On average, the price of the 50 natural resources listed in working time had fallen by 72.34%. This means that an individual could, in 2020, afford 4.03 times more units of resources than in 1980 for the same amount of work.
Why ? Because human societies are not fixed systems and/or incapable of innovating. The scarcity of a material increases its price which encourages producers to find more sophisticated techniques of production and extraction of the resource or substitutes.
Expensiveness regulates consumption, encourages its conservation, recycling and invites people to turn to substitutes. Additionally, growing demographics increase the size of the market and competition.
It also increases the quality of the international division of labor and of industry specialization.
Figure 4 – Variation in the price and abundance of the 50 basic resources (referenced by the World Bank) from 1980 to 2020
Bitcoin: the mathematical and economic exception?
The parallel to be made with Bitcoin begins with the evocation of a quantity of work to be provided. One might think that through the adaptability of the network depending on the hashing power available, Satoshi Nakamoto had taken the time to learn about Simon’s point of view.

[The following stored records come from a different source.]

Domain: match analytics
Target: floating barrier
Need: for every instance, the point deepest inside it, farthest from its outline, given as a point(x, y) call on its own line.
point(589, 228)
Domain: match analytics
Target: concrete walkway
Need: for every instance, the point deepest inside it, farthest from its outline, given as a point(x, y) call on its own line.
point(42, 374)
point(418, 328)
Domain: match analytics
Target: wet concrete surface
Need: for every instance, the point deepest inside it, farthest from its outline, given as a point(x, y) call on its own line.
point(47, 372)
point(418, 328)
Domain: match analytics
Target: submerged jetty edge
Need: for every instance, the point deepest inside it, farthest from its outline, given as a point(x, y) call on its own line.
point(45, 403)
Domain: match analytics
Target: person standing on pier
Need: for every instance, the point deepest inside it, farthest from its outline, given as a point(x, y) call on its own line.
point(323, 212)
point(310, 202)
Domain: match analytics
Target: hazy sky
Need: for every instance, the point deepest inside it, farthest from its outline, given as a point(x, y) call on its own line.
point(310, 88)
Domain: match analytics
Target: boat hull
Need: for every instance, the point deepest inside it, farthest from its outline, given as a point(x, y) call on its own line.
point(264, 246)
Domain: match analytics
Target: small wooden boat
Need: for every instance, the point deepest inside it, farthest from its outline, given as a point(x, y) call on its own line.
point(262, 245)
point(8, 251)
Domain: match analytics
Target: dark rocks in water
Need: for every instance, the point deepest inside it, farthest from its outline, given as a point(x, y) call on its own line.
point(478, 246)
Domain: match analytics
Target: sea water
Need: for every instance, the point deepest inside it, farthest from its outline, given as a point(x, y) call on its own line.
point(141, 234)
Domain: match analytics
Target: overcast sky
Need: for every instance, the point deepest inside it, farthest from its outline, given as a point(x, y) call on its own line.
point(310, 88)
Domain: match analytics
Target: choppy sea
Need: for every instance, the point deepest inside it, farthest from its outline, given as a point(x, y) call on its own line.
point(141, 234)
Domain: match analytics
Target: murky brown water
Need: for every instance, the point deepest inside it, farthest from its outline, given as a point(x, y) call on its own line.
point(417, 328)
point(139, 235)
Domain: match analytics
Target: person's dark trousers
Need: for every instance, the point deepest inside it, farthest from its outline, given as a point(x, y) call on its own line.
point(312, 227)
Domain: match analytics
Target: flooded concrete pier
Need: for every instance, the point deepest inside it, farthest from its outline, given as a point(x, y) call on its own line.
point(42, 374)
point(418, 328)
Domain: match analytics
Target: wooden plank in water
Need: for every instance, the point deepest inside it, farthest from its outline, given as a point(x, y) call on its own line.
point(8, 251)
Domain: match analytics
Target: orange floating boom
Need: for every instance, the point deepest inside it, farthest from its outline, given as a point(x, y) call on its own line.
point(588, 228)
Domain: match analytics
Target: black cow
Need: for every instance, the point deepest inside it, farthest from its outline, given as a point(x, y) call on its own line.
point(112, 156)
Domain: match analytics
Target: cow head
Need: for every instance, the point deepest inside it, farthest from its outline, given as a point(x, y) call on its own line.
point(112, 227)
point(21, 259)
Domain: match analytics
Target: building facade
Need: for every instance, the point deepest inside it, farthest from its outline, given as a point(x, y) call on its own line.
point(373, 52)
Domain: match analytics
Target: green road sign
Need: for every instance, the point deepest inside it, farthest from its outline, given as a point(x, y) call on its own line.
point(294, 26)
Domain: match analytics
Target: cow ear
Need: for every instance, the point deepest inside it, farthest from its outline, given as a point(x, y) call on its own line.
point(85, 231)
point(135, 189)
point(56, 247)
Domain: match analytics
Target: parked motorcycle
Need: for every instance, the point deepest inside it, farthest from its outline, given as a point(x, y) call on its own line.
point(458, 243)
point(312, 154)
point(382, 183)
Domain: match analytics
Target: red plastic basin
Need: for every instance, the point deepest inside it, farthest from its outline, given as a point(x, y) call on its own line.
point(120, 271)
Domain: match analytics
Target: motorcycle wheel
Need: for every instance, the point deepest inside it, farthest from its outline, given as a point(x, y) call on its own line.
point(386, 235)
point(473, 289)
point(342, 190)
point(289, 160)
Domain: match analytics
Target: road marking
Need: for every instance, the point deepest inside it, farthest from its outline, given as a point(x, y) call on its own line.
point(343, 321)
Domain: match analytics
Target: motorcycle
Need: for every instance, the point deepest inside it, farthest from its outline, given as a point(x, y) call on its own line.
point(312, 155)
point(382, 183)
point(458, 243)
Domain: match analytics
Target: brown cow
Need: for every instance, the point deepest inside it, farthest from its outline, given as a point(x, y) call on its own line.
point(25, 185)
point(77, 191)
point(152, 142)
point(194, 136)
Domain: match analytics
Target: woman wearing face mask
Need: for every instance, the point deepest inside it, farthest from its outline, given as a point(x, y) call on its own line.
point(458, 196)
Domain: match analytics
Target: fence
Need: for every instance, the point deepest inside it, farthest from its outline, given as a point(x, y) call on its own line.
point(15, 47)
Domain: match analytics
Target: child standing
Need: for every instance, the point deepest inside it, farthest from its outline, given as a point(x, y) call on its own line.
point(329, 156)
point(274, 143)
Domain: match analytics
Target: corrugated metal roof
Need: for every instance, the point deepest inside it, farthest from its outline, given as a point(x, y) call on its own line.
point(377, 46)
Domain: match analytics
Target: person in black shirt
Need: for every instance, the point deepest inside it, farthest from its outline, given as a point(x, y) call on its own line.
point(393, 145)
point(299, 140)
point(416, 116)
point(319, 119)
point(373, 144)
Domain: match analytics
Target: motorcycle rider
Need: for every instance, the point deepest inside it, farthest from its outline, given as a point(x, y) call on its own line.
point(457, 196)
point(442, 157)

Nothing seems to waver an increase in its rarity: no additional resources, no division of labor. Regardless of the size of the market and the competition: block rewards are fixed and known from the beginning (division by 2 approximately every 4 years with the halving), and the mining difficulty adapts if there are too many or too few miners.
The emission regime of the #bitcoin is explicit, simple, automatic, predictable, immutable, disinflationary (quite the opposite of fiat regimes).
It includes an ingenious mining difficulty adjustment mechanism, with astonishing monetary consequenceshttps://t.co/neTzqOb8jX pic.twitter.com/bNZm84ZCys
— Yorick de Mombynes (@ydemombynes) May 12, 2022
The extraction method appears intangible by its ingenuity and by its anchoring in the initial philosophy of the project. What other resource can boast of being so limited?
If we take the example of oil, it is estimated that over the past 20 years, its proven reserves increased by 52%. No surprise for Bitcoin: the issuance of BTC is limited to 21 million units, a limit set in the software version 0.1 code released on January 8, 2009.
Figure 5: Evolution of oil reserves by geographical area in 1994, 2004 and 2014
We even find apocalyptic forecasts equivalent to Malthus in his time through Mr. De Vries, founder of Digiconomist who predicted in 2017 that by 2020, Bitcoin would consume as much energy as the entire planet…
In view of the elements that you can no longer pretend to ignore now… What are you waiting for to take the “bet” on the price of Bitcoin in 10 years?